WW Food Tracker: Multimodal AI Agents for Nutrition Logging

Manual food tracking is tedious. You have to look up every ingredient, estimate portion sizes, and enter everything by hand — which is exactly why most people stop doing it after a few days. The WW Food Tracker takes a different approach: take a screenshot of your meal (from a food delivery app, a recipe page, a restaurant menu, or even a photo of your plate), and let an AI agent do the analysis.

The pipeline starts with a vision model that receives the screenshot and returns a structured description of what’s visible: ingredients, portion estimates, preparation method. This unstructured description is then passed through a second step that converts it to a normalized JSON schema: each food item, estimated quantity in grams, and macronutrient estimates. The JSON output is then fed into a skill runner — a lightweight executor that can apply domain-specific logic on top of the structured data, such as calculating Weight Watchers points, comparing against daily goals, or flagging items that exceed a user-defined threshold.

The skill pipeline pattern is what makes this more than a one-shot prompt. Each skill is a small, focused function that takes the normalized JSON and produces a specific output. Skills are composable: you can chain them, run them in parallel, or conditionally activate them based on the content of the previous step.

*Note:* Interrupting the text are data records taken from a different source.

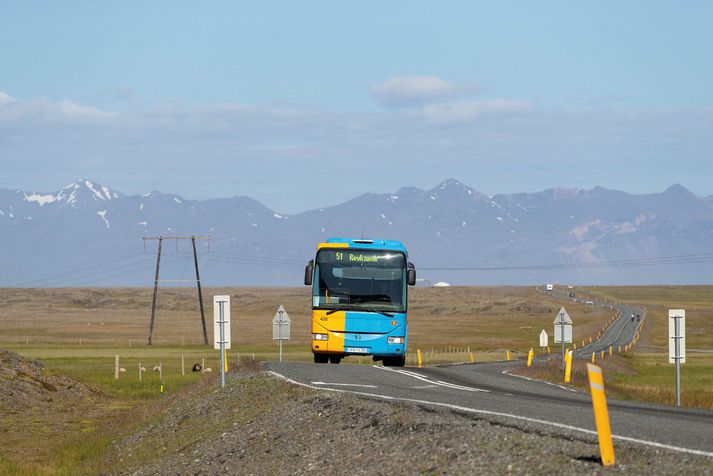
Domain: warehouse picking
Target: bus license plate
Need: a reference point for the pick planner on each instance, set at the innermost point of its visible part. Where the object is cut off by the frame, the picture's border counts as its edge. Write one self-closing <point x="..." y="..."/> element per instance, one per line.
<point x="357" y="350"/>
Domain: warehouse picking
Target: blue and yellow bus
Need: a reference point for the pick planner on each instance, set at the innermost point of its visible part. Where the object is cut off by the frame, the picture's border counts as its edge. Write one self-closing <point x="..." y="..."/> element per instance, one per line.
<point x="359" y="300"/>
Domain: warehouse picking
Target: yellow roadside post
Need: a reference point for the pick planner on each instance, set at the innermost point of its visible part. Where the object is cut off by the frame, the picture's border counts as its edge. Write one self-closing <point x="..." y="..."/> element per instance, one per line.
<point x="601" y="414"/>
<point x="568" y="367"/>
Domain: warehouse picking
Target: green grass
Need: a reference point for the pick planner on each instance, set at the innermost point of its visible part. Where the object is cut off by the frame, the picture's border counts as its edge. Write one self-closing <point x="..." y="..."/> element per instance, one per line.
<point x="444" y="324"/>
<point x="654" y="379"/>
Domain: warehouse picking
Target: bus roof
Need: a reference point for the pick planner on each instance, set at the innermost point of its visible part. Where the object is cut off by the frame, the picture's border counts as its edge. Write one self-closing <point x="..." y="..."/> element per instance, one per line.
<point x="364" y="243"/>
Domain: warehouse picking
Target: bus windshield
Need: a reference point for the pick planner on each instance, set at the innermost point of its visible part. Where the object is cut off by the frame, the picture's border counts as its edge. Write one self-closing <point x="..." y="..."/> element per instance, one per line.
<point x="360" y="280"/>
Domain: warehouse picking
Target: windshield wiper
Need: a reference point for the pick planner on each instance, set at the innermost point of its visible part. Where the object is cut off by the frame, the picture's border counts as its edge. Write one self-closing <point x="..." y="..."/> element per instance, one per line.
<point x="337" y="309"/>
<point x="356" y="309"/>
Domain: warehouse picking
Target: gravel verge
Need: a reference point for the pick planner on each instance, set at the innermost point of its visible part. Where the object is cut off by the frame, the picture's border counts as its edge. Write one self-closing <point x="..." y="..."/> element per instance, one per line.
<point x="261" y="425"/>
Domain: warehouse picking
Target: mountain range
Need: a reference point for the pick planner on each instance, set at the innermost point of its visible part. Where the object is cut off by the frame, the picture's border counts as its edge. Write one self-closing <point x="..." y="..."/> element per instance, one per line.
<point x="87" y="234"/>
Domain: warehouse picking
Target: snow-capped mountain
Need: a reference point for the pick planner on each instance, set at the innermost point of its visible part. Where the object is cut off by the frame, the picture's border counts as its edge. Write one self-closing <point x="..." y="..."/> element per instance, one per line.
<point x="88" y="234"/>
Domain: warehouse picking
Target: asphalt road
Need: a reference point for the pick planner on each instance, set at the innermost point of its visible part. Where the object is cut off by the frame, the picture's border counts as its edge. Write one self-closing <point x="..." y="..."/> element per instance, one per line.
<point x="620" y="333"/>
<point x="489" y="391"/>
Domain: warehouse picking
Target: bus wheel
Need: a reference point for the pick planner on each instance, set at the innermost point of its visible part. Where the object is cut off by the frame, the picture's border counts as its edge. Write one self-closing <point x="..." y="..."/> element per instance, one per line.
<point x="395" y="361"/>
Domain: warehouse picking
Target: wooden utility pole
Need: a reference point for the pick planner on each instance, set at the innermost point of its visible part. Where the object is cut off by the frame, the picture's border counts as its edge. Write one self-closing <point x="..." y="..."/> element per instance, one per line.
<point x="160" y="239"/>
<point x="155" y="288"/>
<point x="200" y="293"/>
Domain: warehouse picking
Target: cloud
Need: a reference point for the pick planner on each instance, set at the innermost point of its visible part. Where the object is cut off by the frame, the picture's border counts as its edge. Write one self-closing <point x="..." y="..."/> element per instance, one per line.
<point x="472" y="110"/>
<point x="277" y="154"/>
<point x="401" y="91"/>
<point x="13" y="109"/>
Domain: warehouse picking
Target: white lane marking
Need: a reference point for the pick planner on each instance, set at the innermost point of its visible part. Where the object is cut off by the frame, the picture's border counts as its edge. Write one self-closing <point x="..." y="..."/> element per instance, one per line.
<point x="507" y="372"/>
<point x="501" y="414"/>
<point x="345" y="384"/>
<point x="409" y="373"/>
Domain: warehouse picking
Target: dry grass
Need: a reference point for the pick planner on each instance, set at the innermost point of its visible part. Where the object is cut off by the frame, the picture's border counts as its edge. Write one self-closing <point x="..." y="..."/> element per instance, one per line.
<point x="484" y="319"/>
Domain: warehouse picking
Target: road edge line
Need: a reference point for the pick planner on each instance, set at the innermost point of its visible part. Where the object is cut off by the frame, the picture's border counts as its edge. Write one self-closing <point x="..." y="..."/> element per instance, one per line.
<point x="500" y="414"/>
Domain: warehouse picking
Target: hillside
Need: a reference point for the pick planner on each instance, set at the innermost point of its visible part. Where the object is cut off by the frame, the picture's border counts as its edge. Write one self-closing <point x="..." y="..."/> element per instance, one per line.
<point x="88" y="234"/>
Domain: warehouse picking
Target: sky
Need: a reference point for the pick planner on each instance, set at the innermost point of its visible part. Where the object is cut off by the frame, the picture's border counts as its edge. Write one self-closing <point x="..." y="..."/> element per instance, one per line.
<point x="308" y="104"/>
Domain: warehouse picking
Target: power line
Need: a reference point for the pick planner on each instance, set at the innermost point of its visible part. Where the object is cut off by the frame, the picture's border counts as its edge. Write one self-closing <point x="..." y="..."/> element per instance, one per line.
<point x="636" y="262"/>
<point x="78" y="270"/>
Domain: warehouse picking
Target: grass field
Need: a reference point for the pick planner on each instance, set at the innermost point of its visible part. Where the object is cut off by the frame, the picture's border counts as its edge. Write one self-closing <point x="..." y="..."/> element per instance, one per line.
<point x="645" y="374"/>
<point x="77" y="332"/>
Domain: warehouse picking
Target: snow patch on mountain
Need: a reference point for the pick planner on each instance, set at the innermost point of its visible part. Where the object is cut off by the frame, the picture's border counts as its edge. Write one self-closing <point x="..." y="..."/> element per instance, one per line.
<point x="41" y="199"/>
<point x="102" y="215"/>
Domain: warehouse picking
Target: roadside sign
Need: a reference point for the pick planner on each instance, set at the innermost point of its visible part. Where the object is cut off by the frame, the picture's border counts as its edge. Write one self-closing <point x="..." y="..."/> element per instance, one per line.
<point x="544" y="340"/>
<point x="673" y="336"/>
<point x="225" y="300"/>
<point x="562" y="317"/>
<point x="563" y="327"/>
<point x="281" y="325"/>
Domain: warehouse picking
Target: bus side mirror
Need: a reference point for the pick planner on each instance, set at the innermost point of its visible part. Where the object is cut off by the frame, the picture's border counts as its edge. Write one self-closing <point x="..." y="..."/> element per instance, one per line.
<point x="411" y="274"/>
<point x="309" y="270"/>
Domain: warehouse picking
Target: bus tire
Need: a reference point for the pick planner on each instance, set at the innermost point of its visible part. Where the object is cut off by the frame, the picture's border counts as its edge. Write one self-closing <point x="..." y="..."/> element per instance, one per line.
<point x="321" y="359"/>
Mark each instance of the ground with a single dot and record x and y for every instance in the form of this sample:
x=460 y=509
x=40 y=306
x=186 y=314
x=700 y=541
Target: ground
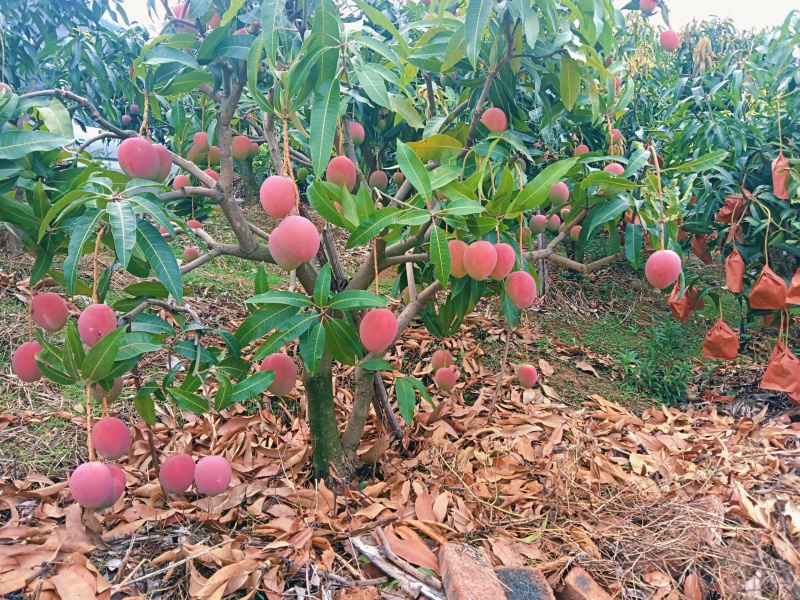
x=590 y=467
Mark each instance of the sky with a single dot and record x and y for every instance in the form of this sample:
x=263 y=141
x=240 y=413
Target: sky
x=745 y=14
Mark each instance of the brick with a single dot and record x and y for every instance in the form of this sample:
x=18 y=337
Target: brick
x=467 y=574
x=357 y=593
x=524 y=583
x=579 y=585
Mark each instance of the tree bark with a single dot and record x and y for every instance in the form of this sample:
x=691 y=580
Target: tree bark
x=250 y=184
x=326 y=446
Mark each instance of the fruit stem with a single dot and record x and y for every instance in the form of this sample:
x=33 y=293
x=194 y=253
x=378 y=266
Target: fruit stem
x=96 y=252
x=501 y=373
x=30 y=314
x=89 y=445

This is a practical implementation of the “tool use” pattern that modern AI agents rely on, applied to a concrete domain.

What I find most interesting about this project from a technical standpoint is how much the quality of the JSON normalization step matters. Vision models are good at describing food, but the structured output needs to be consistent enough for downstream skills to process reliably. Small prompt engineering decisions — how you define the schema, what examples you provide, how you handle ambiguous cases — have a disproportionate effect on the end-to-end quality. Multimodal AI agents are powerful, but the data normalization layer is where most of the real engineering effort lives.